Many religions, especially those of the Judeo-Christian variety, believe that the universe and everything in it was created by a single supreme being. On the flip side, there are plenty of people who accept only the scientific explanation of the big bang theory. But what about Pagans? Where do Pagans think the universe, the world, and all of its contents came from? Are there any Pagan creation stories out there?
It's going to be tricky to find any concrete information about what Pagans think about the beginning of the world, and that's because Paganism is an umbrella term that defines a lot of different belief systems. And because “Paganism” means lots of different belief systems, you’re going to encounter lots of different mythologies about creation, the beginning of the universe, and the origins of mankind as a species.
In other words, there are a vast array of beliefs, in the Pagan community, about the origins of everything, and those will be different from one person to the next, based upon their own individual belief systems.
Believe it or not, many Pagans don’t assign any sort of great cosmic metaphysical meaning to the origins of the universe at all. While many people do follow pantheons that have creation stories, often these are accepted as the way that our ancestors, and early cultures, explained scientific events, but not as hard fact in today's society.
It’s not uncommon to find Pagans who accept scientific principles such as evolution as a core principle, but also have room in their practice for their tradition’s creation stories.

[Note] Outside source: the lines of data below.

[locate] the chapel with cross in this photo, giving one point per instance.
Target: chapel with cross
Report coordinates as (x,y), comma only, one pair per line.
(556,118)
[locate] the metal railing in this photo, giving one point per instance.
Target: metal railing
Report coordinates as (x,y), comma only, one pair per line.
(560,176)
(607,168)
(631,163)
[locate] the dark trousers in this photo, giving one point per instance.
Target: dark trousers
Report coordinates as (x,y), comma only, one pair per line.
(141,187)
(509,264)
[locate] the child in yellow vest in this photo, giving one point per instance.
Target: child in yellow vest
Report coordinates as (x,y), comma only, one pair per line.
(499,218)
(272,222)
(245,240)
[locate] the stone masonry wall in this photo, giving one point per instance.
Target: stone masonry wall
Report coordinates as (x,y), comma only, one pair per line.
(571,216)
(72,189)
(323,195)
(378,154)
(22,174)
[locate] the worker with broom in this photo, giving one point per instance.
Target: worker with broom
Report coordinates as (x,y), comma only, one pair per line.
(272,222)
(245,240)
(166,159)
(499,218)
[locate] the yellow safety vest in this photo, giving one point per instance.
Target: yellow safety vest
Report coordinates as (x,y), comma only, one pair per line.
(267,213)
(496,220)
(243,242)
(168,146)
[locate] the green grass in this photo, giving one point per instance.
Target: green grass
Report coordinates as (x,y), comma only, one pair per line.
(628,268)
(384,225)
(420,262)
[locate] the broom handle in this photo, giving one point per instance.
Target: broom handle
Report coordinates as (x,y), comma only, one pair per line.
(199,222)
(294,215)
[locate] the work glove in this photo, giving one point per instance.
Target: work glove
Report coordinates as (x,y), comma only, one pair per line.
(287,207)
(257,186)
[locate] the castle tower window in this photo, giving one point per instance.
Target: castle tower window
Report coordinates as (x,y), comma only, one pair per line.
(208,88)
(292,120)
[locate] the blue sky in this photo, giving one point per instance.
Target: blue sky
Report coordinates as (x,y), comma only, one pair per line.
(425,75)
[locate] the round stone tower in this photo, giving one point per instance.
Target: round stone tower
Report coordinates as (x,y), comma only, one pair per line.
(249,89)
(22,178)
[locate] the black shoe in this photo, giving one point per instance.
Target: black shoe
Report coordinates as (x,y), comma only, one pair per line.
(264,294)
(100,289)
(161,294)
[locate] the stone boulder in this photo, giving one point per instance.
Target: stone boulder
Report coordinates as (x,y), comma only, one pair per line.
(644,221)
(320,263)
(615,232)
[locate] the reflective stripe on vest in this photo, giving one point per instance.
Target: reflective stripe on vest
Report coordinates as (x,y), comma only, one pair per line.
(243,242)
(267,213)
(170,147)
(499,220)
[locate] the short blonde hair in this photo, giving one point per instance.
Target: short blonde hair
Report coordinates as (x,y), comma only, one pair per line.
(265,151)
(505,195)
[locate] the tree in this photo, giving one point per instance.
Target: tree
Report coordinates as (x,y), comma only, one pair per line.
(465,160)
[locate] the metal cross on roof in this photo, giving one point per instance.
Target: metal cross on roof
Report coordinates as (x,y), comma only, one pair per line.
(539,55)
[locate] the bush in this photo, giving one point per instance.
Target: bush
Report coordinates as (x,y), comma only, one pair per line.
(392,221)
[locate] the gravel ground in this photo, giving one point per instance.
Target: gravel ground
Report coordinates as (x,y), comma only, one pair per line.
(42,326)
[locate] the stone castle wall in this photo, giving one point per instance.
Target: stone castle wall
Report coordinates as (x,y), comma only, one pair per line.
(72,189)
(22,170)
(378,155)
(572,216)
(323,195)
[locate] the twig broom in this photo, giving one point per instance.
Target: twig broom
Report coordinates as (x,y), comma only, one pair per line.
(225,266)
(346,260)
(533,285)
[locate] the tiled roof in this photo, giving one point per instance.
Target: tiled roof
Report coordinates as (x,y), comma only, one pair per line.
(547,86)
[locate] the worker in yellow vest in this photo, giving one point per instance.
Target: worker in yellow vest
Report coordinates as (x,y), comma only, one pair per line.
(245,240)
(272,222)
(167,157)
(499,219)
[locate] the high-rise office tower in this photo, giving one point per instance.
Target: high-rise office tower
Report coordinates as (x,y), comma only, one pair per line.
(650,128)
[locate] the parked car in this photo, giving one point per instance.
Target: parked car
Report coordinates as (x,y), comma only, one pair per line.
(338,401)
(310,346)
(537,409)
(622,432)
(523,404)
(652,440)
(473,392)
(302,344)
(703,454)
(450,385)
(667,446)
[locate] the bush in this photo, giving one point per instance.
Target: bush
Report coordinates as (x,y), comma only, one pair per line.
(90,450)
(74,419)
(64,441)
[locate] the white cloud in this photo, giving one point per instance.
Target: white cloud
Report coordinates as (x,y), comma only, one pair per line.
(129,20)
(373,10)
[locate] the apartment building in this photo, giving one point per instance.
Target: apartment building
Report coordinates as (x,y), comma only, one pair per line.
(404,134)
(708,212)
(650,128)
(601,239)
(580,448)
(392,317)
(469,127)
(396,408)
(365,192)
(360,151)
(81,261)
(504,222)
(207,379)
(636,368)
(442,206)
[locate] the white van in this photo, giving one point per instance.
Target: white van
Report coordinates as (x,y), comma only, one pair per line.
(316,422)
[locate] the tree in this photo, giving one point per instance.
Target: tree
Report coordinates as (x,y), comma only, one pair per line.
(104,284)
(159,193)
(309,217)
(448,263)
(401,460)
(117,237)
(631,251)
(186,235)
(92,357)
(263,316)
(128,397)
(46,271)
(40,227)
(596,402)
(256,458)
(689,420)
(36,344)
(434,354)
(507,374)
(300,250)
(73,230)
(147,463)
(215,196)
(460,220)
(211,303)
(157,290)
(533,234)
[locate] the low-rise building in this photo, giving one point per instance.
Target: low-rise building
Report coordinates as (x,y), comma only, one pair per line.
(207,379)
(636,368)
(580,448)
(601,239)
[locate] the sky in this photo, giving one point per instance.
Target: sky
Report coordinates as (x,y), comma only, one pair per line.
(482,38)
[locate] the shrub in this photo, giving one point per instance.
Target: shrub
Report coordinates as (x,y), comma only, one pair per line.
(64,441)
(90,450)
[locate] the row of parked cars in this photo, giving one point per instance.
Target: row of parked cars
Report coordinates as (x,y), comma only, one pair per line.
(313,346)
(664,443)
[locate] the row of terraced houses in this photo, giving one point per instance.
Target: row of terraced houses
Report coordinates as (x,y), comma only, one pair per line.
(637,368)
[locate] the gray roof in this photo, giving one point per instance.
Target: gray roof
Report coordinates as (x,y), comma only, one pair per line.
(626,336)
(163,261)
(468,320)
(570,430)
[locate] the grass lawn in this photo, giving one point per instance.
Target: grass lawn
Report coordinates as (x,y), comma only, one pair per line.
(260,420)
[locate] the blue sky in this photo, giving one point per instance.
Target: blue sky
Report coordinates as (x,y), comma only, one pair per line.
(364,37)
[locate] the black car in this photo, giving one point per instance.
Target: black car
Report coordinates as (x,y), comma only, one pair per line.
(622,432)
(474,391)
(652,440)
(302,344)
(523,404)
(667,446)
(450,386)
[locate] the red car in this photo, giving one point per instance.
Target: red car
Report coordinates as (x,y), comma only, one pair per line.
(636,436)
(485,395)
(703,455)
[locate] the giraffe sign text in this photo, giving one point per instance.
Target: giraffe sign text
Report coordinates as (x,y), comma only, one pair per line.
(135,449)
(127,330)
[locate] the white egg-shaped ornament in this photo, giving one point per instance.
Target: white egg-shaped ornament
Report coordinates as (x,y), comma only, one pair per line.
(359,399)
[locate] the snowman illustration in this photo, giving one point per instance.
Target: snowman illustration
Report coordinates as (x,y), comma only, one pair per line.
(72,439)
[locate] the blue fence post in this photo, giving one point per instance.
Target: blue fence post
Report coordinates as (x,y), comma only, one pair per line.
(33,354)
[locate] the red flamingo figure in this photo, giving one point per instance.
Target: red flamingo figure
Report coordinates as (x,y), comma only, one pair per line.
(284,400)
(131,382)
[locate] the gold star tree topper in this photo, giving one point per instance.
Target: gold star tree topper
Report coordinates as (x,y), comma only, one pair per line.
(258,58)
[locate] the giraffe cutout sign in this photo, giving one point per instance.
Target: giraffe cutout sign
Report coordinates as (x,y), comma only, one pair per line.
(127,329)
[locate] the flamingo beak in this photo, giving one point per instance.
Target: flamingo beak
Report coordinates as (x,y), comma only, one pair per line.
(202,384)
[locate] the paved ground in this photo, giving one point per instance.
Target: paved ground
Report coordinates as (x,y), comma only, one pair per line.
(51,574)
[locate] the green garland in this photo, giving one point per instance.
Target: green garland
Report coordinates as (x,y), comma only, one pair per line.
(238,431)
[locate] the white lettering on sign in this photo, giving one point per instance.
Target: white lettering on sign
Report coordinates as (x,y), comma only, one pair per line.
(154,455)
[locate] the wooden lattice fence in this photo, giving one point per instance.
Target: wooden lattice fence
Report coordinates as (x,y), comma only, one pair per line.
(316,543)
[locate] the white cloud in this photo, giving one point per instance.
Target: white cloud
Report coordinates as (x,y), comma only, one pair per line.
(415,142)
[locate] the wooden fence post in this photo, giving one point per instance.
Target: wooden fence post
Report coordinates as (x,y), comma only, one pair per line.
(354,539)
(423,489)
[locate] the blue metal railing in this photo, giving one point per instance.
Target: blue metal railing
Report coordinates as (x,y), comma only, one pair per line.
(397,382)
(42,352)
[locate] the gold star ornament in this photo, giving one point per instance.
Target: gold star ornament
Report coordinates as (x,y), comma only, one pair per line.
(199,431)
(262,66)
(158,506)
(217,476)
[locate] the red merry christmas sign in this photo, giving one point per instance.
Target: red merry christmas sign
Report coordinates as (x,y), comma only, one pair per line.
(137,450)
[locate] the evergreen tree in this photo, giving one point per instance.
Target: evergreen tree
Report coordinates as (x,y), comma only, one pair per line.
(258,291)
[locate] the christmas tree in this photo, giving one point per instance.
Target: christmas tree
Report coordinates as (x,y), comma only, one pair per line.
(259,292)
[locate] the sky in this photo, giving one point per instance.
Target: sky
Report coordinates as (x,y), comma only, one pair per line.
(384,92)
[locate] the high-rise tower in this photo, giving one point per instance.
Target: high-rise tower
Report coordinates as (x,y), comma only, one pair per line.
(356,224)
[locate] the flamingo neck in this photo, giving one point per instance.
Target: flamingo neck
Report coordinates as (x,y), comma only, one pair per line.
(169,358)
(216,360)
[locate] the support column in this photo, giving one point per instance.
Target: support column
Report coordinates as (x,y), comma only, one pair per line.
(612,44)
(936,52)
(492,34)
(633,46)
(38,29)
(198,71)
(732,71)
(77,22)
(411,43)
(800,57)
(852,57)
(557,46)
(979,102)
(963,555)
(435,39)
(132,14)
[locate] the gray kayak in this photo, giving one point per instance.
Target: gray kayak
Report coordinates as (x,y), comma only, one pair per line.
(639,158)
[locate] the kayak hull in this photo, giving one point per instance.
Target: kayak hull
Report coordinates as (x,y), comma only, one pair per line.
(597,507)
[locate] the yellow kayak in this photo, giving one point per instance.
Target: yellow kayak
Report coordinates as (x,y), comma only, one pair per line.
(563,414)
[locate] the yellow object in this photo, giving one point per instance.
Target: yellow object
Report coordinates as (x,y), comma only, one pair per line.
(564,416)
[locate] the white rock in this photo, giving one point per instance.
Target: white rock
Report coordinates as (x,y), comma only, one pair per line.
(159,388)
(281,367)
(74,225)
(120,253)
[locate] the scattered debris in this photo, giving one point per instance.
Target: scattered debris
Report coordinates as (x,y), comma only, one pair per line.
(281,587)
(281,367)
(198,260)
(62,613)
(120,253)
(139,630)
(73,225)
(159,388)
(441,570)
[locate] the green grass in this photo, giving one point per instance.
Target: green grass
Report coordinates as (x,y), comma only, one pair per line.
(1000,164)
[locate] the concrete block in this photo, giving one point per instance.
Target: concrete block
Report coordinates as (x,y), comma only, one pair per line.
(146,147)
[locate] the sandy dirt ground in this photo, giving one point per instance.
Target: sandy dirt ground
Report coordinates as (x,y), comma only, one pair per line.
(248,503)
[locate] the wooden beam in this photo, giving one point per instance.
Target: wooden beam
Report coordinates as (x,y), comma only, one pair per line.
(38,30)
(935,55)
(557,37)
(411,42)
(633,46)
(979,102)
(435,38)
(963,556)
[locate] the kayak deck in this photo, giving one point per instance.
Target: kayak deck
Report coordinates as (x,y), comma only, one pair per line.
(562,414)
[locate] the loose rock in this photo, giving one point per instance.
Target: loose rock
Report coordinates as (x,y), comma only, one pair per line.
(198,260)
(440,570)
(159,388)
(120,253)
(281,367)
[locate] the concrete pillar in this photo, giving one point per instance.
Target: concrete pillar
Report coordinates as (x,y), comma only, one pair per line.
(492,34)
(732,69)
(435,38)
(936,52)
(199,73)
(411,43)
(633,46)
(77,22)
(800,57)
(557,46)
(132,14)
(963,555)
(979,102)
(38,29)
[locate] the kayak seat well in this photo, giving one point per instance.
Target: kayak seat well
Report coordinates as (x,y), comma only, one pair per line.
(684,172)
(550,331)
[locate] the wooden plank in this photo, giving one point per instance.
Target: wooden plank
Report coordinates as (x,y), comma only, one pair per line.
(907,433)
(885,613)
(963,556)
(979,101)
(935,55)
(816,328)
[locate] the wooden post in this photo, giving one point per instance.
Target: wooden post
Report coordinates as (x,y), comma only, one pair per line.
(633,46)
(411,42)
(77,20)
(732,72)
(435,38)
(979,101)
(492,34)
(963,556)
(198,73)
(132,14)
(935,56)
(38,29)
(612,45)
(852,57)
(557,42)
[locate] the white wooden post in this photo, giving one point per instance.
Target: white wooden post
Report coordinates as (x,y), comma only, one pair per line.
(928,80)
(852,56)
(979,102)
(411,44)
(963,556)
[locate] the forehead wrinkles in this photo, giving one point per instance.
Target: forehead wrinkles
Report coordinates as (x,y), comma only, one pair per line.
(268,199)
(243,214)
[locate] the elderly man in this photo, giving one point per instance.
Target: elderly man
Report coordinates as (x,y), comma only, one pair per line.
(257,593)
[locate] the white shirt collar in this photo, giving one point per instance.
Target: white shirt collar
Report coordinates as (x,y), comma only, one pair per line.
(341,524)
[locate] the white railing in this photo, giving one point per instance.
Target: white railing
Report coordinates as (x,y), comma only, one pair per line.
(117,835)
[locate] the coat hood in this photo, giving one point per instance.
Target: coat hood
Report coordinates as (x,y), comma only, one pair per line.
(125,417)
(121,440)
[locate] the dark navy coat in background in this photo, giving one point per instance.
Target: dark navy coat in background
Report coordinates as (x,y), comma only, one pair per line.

Walter Wright Arthen at EarthSpirit says that creation myths are at their core origin stories for the universe. "In traditional myths...
the void primarily plays a role as the site of original creation. This is its first and most dominant role. For us, however, its other role has become more important. In each creation story, order somehow emerges from this sheer absence. The essence of these myths is this ungraspable moment of emergence. And the myths represent this moment in many different ways."
Scott is a Heathen from North Carolina, and comes from a family background of German Lutheran stock. He says, “I’ve got an engineering degree and I’m a very science-based person. I completely accept, on a scientific basis, that evolutionary theory exists. But I also accept that within my pantheon, the creation legend detailed in Snorri Sturlson’s Prose Edda is a legitimate explanation of how things began, from a spiritual perspective. I don’t have trouble reconciling the two, because my spiritual path is a way that my ancestors understood how things began.”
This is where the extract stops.